Je fais le choix de l’exprimer de manière poétique. Pour cela j’ai demandé à quiconque désirait le faire, de parler de son expérience au sein d’une relation de ce genre et témoigner auprès de moi. Seules des « victimes » ont répondu; ce travail s’exprimera donc à travers leurs yeux. Je leur ai demandé de poser une image sans aucune contrainte, sur leur vécu. Ces témoignages sont la base des mes visuels.

Pour l’installation je vous demanderais de vous projeter. Vous êtes dans mon appartement. Le choix de ce lieu est imposé par les conditions sanitaires mais reste judicieux pour ce cas. La violence conjugale existe principalement dans la zone intime du couple, c’est-à-dire dans leur propre domicile. Les meubles sont recouverts de draps blancs comme lors d’un déménagement. Cela fait référence à un lieu qui n’est plus vraiment chez nous, complètement dépersonnalisé, un endroit où on ne se sent plus en sécurité, qui ne nous appartient plus, lorsqu’on est victime de violence conjugale.
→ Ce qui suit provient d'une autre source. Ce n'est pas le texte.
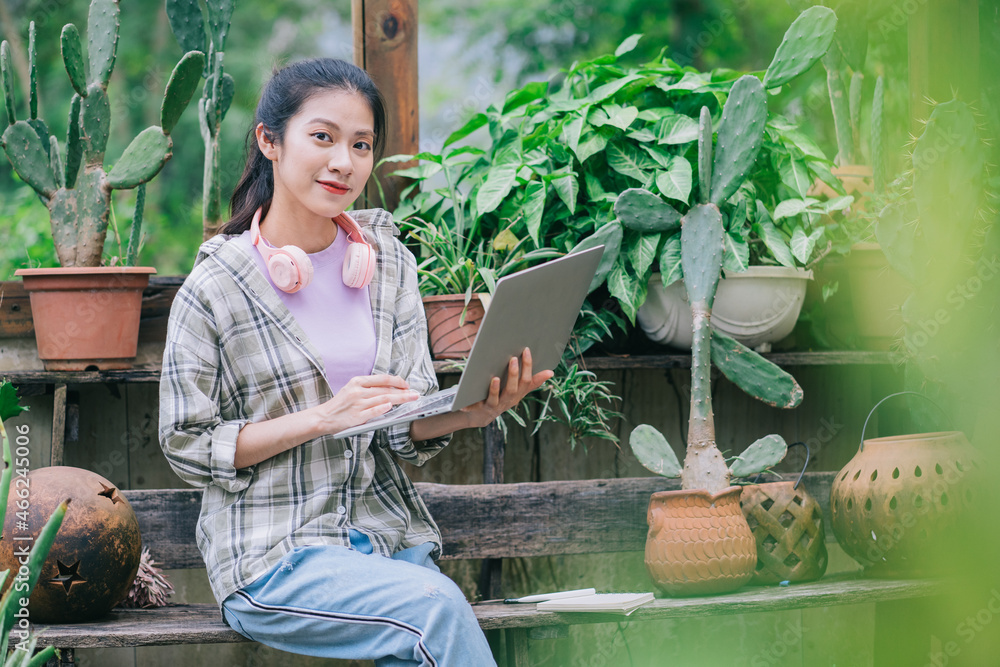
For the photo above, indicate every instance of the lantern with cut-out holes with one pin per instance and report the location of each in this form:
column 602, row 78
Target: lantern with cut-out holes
column 787, row 524
column 903, row 501
column 96, row 552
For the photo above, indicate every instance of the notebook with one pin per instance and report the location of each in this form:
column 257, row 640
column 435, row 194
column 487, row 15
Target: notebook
column 534, row 308
column 624, row 603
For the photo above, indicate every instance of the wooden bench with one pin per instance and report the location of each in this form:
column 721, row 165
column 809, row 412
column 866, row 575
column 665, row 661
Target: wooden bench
column 480, row 521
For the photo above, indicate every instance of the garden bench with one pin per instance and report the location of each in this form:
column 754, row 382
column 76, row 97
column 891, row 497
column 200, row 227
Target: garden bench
column 485, row 521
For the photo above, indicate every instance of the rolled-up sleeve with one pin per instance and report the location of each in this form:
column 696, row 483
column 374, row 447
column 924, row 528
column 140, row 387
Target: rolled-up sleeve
column 199, row 445
column 410, row 349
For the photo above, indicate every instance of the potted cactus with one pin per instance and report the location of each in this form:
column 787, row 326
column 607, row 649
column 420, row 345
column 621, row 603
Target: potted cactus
column 85, row 315
column 719, row 554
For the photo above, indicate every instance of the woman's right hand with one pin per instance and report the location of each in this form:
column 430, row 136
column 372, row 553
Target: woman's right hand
column 363, row 398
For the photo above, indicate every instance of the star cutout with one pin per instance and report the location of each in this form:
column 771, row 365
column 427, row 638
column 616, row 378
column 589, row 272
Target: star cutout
column 110, row 492
column 68, row 576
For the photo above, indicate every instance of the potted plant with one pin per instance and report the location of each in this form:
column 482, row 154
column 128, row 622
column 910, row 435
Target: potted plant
column 698, row 541
column 86, row 315
column 773, row 237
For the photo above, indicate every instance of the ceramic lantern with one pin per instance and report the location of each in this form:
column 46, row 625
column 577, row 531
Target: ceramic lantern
column 96, row 552
column 901, row 499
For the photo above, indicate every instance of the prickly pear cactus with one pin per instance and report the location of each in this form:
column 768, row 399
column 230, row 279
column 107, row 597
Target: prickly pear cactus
column 702, row 237
column 196, row 32
column 79, row 204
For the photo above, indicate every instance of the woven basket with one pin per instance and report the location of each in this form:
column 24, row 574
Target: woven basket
column 787, row 524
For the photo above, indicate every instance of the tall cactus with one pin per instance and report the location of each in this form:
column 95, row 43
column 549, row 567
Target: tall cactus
column 702, row 235
column 189, row 26
column 79, row 204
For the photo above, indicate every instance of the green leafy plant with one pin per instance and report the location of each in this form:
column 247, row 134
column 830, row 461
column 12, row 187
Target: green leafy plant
column 703, row 241
column 188, row 23
column 559, row 153
column 76, row 189
column 23, row 652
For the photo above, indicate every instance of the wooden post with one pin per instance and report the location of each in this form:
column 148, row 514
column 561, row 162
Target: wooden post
column 385, row 45
column 943, row 54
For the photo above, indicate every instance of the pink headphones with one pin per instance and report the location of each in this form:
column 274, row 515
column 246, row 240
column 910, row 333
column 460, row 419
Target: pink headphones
column 291, row 269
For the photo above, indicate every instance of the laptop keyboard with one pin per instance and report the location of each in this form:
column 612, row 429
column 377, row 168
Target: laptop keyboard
column 431, row 402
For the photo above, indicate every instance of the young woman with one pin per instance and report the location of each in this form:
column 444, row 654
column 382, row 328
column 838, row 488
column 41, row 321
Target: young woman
column 314, row 544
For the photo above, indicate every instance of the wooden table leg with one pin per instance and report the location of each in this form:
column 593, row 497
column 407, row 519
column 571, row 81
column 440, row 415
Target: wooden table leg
column 58, row 425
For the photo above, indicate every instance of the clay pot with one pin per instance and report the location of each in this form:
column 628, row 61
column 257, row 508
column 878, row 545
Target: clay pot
column 96, row 552
column 86, row 318
column 452, row 336
column 698, row 543
column 903, row 499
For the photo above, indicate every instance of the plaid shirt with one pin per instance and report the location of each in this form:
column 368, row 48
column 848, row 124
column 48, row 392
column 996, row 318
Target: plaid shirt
column 235, row 354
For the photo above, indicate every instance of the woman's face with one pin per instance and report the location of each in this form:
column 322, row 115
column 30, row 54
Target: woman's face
column 326, row 156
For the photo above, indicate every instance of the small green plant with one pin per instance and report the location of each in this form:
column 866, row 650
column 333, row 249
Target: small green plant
column 703, row 240
column 22, row 652
column 188, row 23
column 76, row 189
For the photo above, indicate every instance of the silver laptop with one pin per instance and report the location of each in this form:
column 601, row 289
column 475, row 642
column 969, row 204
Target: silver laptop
column 535, row 308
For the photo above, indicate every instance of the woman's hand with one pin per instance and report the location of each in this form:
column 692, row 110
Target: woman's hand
column 363, row 398
column 520, row 382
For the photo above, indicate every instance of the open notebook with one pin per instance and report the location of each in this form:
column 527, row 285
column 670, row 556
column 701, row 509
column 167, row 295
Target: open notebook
column 624, row 603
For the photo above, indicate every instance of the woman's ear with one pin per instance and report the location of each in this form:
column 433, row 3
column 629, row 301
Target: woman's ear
column 265, row 142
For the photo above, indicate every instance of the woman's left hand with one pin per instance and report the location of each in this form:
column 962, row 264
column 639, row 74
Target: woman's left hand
column 520, row 382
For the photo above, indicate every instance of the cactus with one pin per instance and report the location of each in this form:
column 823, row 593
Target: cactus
column 188, row 23
column 643, row 211
column 78, row 203
column 741, row 134
column 702, row 235
column 805, row 42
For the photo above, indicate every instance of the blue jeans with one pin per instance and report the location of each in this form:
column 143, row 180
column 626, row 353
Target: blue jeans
column 335, row 602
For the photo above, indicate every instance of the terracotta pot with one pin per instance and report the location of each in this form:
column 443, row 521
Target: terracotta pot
column 698, row 544
column 902, row 500
column 86, row 318
column 95, row 555
column 452, row 336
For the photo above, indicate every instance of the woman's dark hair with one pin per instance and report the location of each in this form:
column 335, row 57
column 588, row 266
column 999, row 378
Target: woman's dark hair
column 282, row 97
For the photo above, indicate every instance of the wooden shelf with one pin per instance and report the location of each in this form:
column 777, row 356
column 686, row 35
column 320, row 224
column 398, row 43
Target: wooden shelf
column 637, row 362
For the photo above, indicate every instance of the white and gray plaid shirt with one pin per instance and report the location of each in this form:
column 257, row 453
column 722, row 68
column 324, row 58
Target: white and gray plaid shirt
column 235, row 354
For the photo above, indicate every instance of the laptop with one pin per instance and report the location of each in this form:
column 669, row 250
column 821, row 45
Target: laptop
column 534, row 308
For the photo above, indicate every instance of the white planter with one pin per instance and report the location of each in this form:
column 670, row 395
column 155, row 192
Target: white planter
column 757, row 307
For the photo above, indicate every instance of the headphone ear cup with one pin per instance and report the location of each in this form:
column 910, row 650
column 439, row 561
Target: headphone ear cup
column 303, row 267
column 359, row 265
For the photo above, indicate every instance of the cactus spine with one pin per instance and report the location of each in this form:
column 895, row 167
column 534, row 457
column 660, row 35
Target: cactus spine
column 188, row 24
column 79, row 204
column 702, row 235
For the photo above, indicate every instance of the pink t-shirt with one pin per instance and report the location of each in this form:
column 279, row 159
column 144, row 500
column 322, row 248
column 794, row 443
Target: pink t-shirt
column 336, row 318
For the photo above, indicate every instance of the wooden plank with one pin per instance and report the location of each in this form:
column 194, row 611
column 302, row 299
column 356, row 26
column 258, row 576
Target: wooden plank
column 385, row 45
column 523, row 520
column 517, row 647
column 15, row 308
column 202, row 623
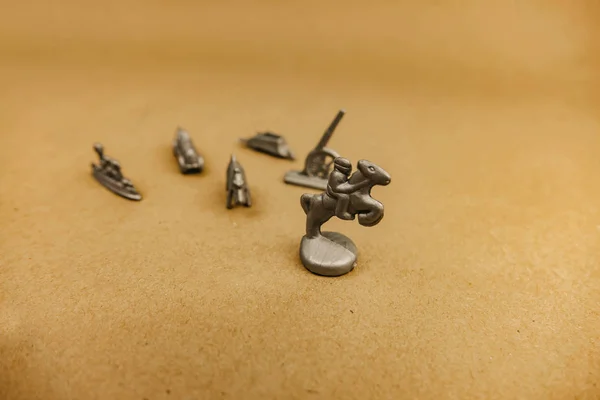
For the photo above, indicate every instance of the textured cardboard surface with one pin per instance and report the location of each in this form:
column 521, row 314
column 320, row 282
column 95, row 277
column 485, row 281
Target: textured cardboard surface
column 482, row 281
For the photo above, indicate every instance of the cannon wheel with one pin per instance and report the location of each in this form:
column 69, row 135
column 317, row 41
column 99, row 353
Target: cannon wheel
column 319, row 163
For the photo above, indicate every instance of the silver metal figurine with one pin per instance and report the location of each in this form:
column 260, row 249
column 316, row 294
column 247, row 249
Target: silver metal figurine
column 190, row 161
column 346, row 196
column 108, row 173
column 269, row 143
column 318, row 163
column 237, row 185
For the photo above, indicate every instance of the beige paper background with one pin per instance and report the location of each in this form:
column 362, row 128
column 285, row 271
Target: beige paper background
column 482, row 281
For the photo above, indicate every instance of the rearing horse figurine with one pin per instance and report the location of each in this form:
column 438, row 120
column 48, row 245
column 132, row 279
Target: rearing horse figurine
column 331, row 253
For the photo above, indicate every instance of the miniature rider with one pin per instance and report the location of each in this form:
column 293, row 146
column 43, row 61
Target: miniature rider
column 336, row 188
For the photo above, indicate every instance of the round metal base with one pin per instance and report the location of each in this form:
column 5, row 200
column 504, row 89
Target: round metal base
column 331, row 254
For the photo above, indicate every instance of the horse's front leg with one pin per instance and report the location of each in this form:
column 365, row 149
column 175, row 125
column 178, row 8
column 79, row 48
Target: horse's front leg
column 369, row 210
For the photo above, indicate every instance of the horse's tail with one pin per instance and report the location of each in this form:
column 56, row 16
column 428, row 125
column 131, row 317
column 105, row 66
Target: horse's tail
column 305, row 201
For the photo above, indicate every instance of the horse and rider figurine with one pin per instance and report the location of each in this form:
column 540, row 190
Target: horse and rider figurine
column 347, row 196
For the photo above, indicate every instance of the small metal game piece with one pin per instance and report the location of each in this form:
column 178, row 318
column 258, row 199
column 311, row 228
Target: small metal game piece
column 237, row 186
column 190, row 161
column 346, row 196
column 318, row 163
column 269, row 143
column 108, row 173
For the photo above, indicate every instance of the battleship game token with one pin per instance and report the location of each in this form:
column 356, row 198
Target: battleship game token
column 269, row 143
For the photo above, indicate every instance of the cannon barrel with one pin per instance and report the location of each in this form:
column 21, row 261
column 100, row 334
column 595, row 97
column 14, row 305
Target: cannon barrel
column 330, row 129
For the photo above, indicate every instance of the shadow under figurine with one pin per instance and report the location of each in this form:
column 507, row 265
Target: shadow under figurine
column 346, row 196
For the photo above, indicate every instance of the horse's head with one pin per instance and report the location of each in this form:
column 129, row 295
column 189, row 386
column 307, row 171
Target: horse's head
column 374, row 173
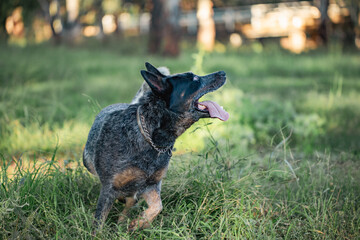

2 vidéos sont projetées sur les murs blancs, l’une en face de l’autre comme une conversation entre une personne et son conjoint, entre une victime et son agresseur. Synchronisées, elles sont sensées être visionnées en même temps et en boucle.

J’ai la volonté de ne pas dévoiler le genre de ces deux personnes afin de permettre à n’importe quelle combinaison de couple de s’identifier. Même si les violences conjugales touchent principalement les femmes, je pense qu’il est nécessaire de ne pas oublier les hommes; il serait plus novateur d’envisager une communication qui ne stigmatise ni l’un ni l’autre. J’utiliserai donc des draps blancs pour camoufler le visage. Ces draps sont également le symbole de l’intimité, de la dépersonnalisation, de l’anonymat et de l’étouffement.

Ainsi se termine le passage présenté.